Predicting the U.S. Presidential Election Using Only 'High-Quality' Polls and a Pro-Trump Midwest Bias
The model forecasts a tight race with Kamala Harris slightly ahead
(Update November 5, 2024: The final model predictions are here)
The quality of polling has become a contested issue since 2016, after Donald Trump won the Presidency against all odds. In 2020, Trump again performed better than predicted by polls. Especially in the Midwestern swing states Michigan, Pennsylvania, and Wisconsin, polls significantly underestimated Trump in both elections, given rise to hopes of Trump supporters and concerns among his opponents that 2024 will play out like 2016.
While polling in the previous two election cycles suggested Democrats were clear favorites, the current picture is different: Polls now predict a close race, and prediction models using these polls essentially forecast a coin flip. Betting markets increasingly see Trump as the favorite, likely due to both close polling and the expectation of a similar polling error to what occurred in 2016 and 2020. However, some Democrats argue that Trump's recent improvement in the polls is driven by Republican-aligned pollsters deliberately "flooding the zone" with polls favorable to Trump, thereby skewing polling averages and making the race seem closer than it is.
In response to these concerns, The Washington Post bases its polling averages only on polls it considers “high quality” — those that are transparent about their methodology and have a track record of accuracy. This doesn't necessarily exclude agencies with a political bias, as outlets like Fox News and CNN are still included. Similarly, FiveThirtyEight ranks pollsters based on such criteria and introduces polling weights accordingly.
I have tried to account for both the concerns that Trump may again be underestimated in the Midwest and the possibility that some polls are biased in his favor. I created a “high-quality prediction model with a Midwestern Trump bias.” This model includes only recent polls deemed high quality while adding a pro-Trump bias in Michigan, Pennsylvania, and Wisconsin.
The TL;DR is that the model responds strongly to new high-quality state polls leading up to the election. The model currently estimates the probability of a Kamala Harris victory at 53.74%, factoring in the pro-Trump bias in the Midwest. This is a coin flip similar to other prediction models, but her probability would jump up to 64.36% if we remove the bias, highlighting the importance of accurate polling in the Midwest for the Presidential race.

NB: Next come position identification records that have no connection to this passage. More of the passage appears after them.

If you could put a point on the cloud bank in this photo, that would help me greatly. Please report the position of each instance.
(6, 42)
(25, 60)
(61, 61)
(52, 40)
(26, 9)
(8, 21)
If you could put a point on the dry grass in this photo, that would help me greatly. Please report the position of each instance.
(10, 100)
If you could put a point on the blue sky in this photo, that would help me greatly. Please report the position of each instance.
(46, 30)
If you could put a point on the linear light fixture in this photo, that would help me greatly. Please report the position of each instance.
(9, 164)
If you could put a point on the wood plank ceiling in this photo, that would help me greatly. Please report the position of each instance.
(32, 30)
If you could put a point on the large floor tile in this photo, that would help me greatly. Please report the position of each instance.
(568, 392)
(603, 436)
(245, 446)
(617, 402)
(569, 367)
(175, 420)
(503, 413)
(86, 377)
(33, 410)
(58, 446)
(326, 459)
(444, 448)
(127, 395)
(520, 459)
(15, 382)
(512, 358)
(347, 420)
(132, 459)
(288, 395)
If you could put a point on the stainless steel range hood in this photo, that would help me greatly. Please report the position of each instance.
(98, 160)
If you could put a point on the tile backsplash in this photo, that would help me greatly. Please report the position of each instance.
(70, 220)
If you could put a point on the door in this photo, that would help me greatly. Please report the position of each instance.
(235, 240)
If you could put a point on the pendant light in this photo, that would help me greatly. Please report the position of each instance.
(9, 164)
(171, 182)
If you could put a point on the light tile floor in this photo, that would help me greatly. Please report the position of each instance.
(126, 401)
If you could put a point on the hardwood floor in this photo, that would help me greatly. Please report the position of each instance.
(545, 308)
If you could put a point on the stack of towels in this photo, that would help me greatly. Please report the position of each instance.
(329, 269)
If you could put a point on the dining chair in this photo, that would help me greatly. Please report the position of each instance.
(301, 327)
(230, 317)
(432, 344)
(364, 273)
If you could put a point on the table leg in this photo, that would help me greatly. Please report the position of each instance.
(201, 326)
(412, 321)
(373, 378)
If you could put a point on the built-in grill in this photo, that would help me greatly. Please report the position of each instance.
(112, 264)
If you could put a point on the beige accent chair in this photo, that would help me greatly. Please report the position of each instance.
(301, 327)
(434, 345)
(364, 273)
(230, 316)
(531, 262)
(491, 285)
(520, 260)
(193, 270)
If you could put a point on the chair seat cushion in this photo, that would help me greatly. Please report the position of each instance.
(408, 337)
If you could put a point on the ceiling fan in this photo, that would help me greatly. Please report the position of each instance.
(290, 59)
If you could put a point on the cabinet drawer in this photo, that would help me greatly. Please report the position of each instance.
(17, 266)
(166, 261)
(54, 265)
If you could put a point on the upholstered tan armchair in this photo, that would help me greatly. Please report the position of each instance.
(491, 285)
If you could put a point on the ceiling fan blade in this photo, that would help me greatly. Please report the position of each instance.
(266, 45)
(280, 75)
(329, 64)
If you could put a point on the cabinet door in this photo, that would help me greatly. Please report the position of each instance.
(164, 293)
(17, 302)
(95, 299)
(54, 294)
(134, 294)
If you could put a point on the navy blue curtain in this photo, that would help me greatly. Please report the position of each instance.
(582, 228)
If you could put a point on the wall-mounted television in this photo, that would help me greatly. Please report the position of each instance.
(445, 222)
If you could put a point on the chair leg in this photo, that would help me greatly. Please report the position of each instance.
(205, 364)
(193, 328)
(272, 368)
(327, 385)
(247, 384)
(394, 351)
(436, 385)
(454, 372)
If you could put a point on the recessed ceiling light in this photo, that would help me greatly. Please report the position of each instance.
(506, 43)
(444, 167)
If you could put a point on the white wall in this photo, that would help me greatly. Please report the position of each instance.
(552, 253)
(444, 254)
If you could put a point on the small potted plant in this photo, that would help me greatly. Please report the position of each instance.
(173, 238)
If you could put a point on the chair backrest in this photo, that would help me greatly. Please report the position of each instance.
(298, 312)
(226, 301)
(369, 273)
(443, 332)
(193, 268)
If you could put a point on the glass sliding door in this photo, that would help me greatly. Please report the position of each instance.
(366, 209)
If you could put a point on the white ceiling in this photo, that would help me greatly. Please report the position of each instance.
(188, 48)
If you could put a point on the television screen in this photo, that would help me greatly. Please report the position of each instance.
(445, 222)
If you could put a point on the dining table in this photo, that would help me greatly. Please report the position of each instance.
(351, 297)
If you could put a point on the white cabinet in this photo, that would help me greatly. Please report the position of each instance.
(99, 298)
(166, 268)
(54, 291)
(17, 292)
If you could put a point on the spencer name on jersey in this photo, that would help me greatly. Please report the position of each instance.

I believe that the model is generally useful for two reasons: First, particularly when removing the pro-Trump bias, the model could be considered at the moment as a best/worst case scenario for Democrats/Republicans, offering a benchmark for expectations. Second, the election, which is now less than two weeks away, will provide a test of the model’s accuracy, helping us evaluate how much we can trust “mainstream experts” (in comparison to poll aggregators or pro-Trump polls) in determining which polls are truly high quality.
Here are all current (October 24) predictions of the model. More information on the model specifications is below:
Electoral College:


National vote and battleground states








Model specifications
As typical for predictive models, I use a simulation-based approach (with 10,000 simulations) because it allows for a wider range of potential outcomes and allow the model to show the probabilities of election outcomes. It is rather a simple model drawing mostly on polling data on the state and national level while making only a few assumptions on the election outcome (e.g. capping possible percentages to ensure a relatively close contest in battleground states, excluding third-party candidates and unsure voters from the analysis).
While the model assumes that all included polls do not differ in their quality, I still use the product of two different weights for each poll. The first weight is based on the sample size. Here I use the square root of the sample size divided by 600. Many state polls have 600 respondents or approximate it, which also has a margin of error of 4%. The higher the sample size, the stronger the weight of the poll. The second weight takes into account that more recent surveys should have a stronger impact in the model. This is achieved by employing a declining linear trend. In addition, no surveys taken before September are used, except for Nevada where there is a particular lack of high-quality polling.
Lastly, the pro-Trump bias in the Midwest is a dynamic measurement based on trends in national polls. To calculate it in a simplified way, I first determined the average difference between the candidate’s vote share in Michigan, Pennsylvania, and Wisconsin and their national vote share in the 2016 and 2020 elections. This discrepancy is then adjusted based on the current average of the national polls, and the remainder is applied as a pro-Trump bias in each state poll. For example, the average discrepancy between Wisconsin and the national election for the 2016 and 2020 elections (standardized two-candidate election) is 3.45 percentage points. Harris is currently leading the national average by 2.56, resulting in a pro-Trump bias of 0.89 percentage points in Wisconsin.